Ale inflacja nie wzrosła – wtrącił poseł.
Tak, bo nie było pieniędzy na rynku, to pan o tym wie, nie trzeba być wybitnym ekonomistą – mówił dalej redaktor.
A teraz drukujemy – dalej wtrącał polityk.
Wracając do 2011 roku, Donald Tusk wtedy obniża VAT z 22 na 23 - tak wy obniżaliście podatki, że one rosły. Wiec Donald Tusk tak go obniżył, że on wzrósł i mówił, że to na rok, dwa, maksimum 3 lata.
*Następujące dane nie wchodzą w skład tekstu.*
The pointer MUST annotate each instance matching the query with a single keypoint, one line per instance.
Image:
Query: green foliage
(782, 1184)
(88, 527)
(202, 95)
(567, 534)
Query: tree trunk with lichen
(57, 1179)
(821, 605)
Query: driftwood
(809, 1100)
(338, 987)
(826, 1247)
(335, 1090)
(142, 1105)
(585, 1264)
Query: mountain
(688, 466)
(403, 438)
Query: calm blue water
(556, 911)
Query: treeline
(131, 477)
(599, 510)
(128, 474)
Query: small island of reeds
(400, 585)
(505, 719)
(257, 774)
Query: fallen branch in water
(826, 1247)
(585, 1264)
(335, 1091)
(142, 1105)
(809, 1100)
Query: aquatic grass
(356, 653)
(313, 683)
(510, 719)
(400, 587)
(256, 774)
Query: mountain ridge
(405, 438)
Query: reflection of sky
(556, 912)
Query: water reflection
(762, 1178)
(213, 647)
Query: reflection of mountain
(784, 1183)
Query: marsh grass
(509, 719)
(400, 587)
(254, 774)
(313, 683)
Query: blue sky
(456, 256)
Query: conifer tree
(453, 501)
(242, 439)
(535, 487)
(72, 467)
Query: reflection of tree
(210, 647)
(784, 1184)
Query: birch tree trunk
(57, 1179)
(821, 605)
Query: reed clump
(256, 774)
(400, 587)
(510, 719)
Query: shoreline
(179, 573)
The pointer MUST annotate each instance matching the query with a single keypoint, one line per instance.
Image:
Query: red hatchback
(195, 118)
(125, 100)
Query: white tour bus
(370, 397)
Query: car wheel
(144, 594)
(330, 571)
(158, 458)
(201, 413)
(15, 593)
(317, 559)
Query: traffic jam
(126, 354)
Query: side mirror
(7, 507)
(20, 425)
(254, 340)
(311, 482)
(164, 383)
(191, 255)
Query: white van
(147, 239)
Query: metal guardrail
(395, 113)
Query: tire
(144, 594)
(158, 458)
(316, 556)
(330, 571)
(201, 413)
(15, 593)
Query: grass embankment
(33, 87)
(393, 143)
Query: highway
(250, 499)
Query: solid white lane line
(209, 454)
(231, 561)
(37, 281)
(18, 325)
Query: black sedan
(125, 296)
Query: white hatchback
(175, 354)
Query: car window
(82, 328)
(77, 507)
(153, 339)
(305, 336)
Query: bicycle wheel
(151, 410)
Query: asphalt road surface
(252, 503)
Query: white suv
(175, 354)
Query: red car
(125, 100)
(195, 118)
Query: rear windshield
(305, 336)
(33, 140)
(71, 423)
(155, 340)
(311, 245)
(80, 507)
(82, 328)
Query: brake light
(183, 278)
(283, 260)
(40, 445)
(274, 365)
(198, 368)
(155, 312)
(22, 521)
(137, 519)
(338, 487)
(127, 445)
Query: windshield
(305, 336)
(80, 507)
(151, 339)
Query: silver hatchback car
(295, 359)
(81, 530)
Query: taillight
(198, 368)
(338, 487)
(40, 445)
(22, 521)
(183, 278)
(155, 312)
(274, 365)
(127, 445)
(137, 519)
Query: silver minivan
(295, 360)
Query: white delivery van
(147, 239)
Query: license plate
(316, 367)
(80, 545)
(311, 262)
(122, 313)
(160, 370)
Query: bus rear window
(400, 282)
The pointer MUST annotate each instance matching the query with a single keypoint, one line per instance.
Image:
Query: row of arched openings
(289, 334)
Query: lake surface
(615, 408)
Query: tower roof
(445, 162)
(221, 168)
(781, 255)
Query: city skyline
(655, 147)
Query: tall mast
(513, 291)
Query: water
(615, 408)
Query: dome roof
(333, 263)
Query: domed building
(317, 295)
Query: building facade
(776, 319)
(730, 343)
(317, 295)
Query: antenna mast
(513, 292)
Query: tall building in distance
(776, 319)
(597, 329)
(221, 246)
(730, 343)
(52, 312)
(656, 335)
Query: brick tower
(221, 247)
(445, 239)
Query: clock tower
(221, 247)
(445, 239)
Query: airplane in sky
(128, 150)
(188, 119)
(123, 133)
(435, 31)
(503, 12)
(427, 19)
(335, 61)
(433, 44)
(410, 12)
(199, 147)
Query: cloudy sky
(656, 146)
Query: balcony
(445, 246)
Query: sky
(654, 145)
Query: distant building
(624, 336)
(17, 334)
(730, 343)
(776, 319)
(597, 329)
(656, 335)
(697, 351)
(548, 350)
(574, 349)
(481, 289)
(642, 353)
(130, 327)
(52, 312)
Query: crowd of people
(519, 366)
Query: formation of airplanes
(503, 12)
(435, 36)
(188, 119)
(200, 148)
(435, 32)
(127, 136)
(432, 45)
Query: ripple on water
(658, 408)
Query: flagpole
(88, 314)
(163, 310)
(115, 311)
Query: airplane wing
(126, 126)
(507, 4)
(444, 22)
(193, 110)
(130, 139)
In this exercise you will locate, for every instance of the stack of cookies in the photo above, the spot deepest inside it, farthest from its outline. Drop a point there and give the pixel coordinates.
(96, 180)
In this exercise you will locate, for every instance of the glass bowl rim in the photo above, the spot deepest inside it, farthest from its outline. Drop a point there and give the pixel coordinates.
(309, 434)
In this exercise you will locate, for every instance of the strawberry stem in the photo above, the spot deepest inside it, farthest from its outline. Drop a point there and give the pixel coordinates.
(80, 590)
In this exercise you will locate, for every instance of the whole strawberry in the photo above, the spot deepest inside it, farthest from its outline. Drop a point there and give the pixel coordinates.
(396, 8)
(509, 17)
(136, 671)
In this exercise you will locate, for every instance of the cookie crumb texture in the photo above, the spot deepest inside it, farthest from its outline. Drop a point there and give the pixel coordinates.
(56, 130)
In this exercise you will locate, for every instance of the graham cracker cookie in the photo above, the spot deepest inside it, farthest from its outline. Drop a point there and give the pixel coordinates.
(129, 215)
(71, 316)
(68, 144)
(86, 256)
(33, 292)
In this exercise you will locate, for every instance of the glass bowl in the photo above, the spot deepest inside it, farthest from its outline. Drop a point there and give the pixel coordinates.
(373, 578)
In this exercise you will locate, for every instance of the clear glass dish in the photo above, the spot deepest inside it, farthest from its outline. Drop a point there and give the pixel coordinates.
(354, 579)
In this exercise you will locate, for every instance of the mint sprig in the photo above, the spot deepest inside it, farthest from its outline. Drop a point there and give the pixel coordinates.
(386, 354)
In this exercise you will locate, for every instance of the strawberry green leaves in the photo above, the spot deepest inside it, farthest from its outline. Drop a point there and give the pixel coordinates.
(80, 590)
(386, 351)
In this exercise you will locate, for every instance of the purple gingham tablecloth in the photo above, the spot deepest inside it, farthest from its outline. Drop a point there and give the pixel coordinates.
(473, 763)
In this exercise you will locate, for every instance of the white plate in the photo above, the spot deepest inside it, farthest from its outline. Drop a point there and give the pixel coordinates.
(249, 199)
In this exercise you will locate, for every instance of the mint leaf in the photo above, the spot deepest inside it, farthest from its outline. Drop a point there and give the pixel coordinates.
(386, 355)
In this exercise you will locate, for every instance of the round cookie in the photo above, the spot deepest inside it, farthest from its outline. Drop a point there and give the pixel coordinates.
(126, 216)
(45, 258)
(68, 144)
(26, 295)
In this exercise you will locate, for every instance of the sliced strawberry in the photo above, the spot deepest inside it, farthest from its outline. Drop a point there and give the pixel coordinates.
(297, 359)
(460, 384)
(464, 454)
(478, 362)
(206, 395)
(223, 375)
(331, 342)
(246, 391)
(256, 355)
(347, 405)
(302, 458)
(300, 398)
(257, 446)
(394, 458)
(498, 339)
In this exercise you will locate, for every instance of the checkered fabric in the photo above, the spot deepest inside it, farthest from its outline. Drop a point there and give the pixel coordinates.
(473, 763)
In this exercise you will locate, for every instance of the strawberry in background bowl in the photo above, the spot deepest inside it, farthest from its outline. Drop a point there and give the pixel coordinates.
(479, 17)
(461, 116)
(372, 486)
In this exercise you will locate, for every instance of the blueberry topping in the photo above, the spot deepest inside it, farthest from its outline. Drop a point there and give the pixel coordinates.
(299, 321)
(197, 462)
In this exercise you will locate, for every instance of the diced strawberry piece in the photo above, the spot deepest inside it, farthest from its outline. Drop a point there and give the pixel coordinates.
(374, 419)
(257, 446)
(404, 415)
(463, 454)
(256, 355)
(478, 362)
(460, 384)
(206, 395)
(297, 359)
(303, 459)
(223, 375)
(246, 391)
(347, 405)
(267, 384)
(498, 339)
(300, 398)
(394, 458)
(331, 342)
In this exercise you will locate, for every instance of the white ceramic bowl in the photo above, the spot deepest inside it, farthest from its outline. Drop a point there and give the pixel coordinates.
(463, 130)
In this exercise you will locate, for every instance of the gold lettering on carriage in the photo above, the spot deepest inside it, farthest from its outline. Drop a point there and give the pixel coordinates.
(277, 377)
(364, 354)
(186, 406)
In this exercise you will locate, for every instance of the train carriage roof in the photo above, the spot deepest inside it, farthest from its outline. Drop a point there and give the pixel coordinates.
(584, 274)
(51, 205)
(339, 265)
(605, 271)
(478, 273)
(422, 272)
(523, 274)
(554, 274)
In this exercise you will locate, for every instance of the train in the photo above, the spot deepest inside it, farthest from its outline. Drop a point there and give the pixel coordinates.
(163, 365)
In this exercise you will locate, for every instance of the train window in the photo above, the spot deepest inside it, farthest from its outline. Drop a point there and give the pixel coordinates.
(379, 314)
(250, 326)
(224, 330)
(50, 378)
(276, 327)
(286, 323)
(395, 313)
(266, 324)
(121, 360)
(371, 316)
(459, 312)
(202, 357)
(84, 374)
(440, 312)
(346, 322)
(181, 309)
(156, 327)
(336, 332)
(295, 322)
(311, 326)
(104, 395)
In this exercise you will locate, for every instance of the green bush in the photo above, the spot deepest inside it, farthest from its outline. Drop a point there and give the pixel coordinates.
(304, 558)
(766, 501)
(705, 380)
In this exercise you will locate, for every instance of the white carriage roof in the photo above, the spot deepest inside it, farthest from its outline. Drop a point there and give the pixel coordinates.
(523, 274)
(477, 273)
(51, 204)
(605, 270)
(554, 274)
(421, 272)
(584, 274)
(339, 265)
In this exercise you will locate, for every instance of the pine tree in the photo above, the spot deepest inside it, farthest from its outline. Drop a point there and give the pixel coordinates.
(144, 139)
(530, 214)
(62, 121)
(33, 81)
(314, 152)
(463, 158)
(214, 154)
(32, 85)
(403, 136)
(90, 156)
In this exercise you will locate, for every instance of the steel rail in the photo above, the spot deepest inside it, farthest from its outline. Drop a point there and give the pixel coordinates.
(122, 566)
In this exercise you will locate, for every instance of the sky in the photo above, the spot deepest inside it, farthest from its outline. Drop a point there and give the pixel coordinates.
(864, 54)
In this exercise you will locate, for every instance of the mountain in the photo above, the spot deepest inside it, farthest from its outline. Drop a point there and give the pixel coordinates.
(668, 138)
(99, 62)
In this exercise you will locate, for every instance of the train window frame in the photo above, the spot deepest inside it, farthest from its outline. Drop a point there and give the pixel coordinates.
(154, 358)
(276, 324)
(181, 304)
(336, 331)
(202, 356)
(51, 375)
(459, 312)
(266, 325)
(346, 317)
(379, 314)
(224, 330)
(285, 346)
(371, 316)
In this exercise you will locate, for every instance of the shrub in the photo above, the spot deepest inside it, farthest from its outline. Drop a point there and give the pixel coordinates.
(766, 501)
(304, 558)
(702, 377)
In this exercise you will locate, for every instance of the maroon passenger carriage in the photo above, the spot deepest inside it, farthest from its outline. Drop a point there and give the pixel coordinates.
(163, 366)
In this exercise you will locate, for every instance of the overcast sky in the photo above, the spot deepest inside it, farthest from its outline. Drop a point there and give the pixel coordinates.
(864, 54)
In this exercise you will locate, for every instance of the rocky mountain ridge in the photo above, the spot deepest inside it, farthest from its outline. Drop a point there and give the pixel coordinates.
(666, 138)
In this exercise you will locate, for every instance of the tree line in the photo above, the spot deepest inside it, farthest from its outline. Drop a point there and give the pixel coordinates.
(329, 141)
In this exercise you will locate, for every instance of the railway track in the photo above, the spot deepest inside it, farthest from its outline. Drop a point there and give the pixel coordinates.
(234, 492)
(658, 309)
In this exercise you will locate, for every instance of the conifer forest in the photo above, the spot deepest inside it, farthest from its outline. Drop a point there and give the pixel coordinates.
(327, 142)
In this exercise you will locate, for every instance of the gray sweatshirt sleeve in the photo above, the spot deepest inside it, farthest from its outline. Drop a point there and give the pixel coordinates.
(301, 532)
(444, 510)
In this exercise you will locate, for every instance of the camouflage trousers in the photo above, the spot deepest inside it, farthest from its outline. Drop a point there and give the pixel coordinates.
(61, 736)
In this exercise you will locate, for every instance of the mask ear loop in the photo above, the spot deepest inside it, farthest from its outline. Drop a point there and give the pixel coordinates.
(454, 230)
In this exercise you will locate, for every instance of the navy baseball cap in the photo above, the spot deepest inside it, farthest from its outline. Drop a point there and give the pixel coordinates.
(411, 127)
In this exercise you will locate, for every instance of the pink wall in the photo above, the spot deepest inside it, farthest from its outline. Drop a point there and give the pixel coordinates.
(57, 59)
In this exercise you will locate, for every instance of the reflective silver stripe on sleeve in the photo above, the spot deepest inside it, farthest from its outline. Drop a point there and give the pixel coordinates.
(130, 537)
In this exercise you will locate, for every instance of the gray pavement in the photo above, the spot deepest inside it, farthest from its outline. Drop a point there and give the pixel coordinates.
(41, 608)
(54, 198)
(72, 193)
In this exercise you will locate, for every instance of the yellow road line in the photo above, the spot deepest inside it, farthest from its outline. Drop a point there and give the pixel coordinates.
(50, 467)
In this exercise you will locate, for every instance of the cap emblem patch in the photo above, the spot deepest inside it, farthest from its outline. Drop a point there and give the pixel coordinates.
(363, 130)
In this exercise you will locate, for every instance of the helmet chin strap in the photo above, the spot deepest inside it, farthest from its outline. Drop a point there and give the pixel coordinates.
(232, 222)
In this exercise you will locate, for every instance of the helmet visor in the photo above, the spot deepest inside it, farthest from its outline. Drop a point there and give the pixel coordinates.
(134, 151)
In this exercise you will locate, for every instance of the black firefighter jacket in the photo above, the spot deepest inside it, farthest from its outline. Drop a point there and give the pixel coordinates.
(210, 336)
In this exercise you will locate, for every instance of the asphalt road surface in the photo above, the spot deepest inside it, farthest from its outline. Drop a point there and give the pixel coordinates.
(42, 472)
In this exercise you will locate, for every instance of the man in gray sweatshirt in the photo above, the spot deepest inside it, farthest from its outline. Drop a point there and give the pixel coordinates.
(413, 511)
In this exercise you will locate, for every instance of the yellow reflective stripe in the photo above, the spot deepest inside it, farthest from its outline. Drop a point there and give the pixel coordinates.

Mija rok 2012, 2013, 2014, 2015, rządzi Platforma i nic – opisał dziennikarz.
I w 2016 miało się to zmienić – wypalił Kropiwnicki.
Pan chce powiedzieć, że zły jest PIS, który to utrzymał, a nie Tusk, który to podniósł? – dopytał prowadzący.
Chcę panu powiedzieć bardzo wyraźnie, że jeżeli chodzi o to sito antyinflacyjne, które Morawiecki proponuje, że po pierwsze nie znamy tych projektów, więc jak je poznamy, to będziemy o nich dyskutować. Oczywiście że deklaratywnie jesteśmy za obniżką, tylko że niestety uważamy, że te działania nie będą skuteczne, że one nie obronią Polaków od drożyzny – usiłował zagadać Kropiwnicki.
Wy jak zawsze wierni zasadzie Grzegorza Schetyny – już dawno były przewodniczący Platformy – opozycja totalna, zawsze przeciw – dodał dziennikarz.
Mazurek przypomniał, że opozycja zawsze uważała, że wszystko co przygotowuje ten rząd jest złe. „Przypomnę panu, że głosowaliście przeciwko wszystkim najważniejszym projektom” – skwitował redaktor.